Seams

 A seam is the essential structural element of any garment. It is a line of stitches which joins two or more pieces of fabric together. A seam can be done by machine or by hand.

The general or standard seam width is 1.5 cm, and this may vary according to one's pattern. Seams are backstitched at the beginning and at the end for reinforcement. A seam must be neat and evenly spaced. The type of seam used is dependent on type, texture and durability of the fabric.


Plain Seam

The plain seam is the most widely used seam as it is very simple and requires little time.

Place the two pieces of fabric to be joined together such that the right sides of the fabric face each other.

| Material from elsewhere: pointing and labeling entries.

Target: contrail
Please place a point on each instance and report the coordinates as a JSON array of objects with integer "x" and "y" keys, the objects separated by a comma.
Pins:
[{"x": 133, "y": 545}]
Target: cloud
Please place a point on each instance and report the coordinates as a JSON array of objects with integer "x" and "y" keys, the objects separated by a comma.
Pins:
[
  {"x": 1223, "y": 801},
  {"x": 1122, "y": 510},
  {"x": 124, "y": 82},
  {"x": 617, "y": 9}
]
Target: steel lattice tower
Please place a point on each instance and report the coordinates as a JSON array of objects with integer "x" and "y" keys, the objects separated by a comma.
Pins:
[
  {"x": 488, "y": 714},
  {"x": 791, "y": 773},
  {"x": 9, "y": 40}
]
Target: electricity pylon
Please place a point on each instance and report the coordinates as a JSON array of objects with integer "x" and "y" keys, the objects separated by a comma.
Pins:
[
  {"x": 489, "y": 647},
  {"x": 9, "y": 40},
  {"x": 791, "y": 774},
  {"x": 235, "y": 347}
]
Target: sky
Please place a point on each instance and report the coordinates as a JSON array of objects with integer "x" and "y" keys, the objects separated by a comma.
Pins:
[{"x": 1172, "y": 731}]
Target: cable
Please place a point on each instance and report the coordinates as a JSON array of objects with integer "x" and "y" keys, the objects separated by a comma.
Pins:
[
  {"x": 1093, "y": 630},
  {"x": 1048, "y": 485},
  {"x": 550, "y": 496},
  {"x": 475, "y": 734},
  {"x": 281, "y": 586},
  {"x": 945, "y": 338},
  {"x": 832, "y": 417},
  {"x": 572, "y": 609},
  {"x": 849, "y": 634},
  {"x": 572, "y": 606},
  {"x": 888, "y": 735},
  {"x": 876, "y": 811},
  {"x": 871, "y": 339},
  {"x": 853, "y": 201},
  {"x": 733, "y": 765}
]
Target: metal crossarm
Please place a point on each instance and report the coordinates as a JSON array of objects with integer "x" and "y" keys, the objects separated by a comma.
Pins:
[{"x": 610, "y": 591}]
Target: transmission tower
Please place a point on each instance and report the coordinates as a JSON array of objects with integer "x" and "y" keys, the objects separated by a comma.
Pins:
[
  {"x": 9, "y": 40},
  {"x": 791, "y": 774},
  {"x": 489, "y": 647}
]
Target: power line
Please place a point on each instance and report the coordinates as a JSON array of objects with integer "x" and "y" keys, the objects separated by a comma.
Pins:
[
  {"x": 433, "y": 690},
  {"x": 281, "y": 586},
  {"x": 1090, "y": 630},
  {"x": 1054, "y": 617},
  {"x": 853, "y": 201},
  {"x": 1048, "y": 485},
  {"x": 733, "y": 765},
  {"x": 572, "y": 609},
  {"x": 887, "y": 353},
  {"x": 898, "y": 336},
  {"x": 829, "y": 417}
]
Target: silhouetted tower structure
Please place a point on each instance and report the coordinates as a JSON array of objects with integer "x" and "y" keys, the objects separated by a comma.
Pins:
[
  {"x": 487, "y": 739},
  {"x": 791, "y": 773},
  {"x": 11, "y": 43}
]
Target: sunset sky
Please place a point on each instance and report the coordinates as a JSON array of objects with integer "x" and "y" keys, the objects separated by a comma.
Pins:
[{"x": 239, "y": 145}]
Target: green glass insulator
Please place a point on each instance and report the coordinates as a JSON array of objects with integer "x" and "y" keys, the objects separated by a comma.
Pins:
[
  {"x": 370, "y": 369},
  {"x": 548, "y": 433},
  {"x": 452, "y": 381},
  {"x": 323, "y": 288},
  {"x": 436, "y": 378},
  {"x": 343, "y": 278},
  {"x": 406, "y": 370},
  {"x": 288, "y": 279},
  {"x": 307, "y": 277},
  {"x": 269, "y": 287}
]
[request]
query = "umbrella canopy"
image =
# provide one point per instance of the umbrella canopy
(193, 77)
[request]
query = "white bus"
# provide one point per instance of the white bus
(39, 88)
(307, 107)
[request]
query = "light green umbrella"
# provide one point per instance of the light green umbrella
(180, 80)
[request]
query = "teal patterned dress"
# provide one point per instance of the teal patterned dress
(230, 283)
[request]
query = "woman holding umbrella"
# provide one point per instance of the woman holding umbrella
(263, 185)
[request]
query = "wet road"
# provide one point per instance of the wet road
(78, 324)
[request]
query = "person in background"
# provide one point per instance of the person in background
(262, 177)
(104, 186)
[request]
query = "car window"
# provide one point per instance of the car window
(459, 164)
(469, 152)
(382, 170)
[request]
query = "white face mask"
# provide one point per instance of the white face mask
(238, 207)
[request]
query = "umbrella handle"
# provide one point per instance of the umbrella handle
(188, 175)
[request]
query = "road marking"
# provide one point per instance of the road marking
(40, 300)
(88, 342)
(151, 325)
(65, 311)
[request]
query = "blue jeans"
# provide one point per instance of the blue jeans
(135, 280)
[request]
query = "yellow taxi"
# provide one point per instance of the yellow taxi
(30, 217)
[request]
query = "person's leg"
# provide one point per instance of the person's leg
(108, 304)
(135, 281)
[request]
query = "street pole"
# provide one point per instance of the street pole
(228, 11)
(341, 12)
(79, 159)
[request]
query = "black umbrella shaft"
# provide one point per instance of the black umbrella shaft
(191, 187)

Pin the seams at regular intervals along seamline. Insert the pins at right angles or perpendicular to seamline with heads of pins towards seam edge. (One can also tack close to seamline, in simple seams pinning is sufficient).

Remove the pins as you stitch the seam exactly on the seam line.

Remove the tacking if done and press the seams flat to one side unless specifying different pressing method.

Plain seams are widely used for side and armholes on garments such as Blouses, Skirts, Petticoats, Kurtis etc.






                                A - Seam Allowence   B - Seam


Fell Seam

The Fell seam is very sturdy and durable therefore this seam is used on sports and children's wear. This seam can be stitched by machine or by hand. The fell seam encases the raw edges of the seam allowance.

Stitch on the seam line, with the wrong sides of the fabrics facing together.

Press the seam open and trim the seam allowance of one side to about one eighth of an inch (0.3 cm).

Enclose the trimmed seam allowance with the other large seam allowance and then stitch the formed folded edge to the garment.

As this is also a decorative seam it is essential to keep the widths within the seams uniform. The fell seam is more suitable for thin fabrics than bulky fabrics.